I saw an answer in stackoverflow about binomial here
The answerer provide some nice explanation how can binomial can be calculated by pascal triangle.
But I'm still not sure how to convert this
N! N! N! (N-K)
---------------- = -------------------- = -------- x -----
(N-K-1)! (K+1)! (N-K)!/(N-K) K!(K+1) (N-K)!K! (K+1)
And then the correlation with this
(N choose K+1) = (N choose K) * (N-K)/(K+1)
and this
N!
---- = 1
N!0!
with pascal triangle?
Thanks!
The question you refer to shows how to compute a function which computes $\binom{a}{b}$ recursively instead of using the definition of $\binom{a}{b}$.

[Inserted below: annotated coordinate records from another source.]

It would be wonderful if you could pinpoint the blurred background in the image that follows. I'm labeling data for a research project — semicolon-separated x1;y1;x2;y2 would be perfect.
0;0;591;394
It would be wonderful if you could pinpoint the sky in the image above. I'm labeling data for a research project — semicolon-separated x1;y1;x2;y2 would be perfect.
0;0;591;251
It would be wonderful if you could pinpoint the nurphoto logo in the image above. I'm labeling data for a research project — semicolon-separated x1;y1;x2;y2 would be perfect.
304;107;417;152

Instead of using the definition
$$ \binom{n}{k+1} = \frac{n!}{(n-(k+1))!(k+1)!} $$
one can do
$$ \binom{n}{k+1} = \binom{n}{k} \frac{n-(k+1)+1}{k+1} $$
so one must calculate the same function but for $k$ instead of $k+1$. One can apply the same formula replacing $k+1$ by $k$
$$ \binom{n}{k+1} = \binom{n}{k} \frac{n-(k+1)+1}{k+1} = \bigg( \binom{n}{k-1} \frac{n-k+1}{k}\bigg) \frac{n-(k+1)+1}{k+1} $$
and now you get $k-1$, so every time you get the same function but with one of the variables decreasing by one.

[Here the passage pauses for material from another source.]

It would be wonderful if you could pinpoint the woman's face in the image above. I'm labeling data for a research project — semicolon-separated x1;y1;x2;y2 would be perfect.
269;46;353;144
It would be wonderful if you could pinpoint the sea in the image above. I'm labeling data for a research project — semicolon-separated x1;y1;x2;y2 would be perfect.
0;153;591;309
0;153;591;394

This is easy to give to a computer, but it must stop somewhere. To do that, one has that by definition $$ \binom{n}{k-k}=\binom{n}{0}=\frac{n!}{(n-0)!0!}=\frac{n!}{n!1} $$ so $\binom{n}{0}$ does not depend on $\binom{n}{-1}$.
To put it short, Pascal's triangle is an array where the $n$-th floor has $\binom{n}{0}$ up to $\binom{n}{n}$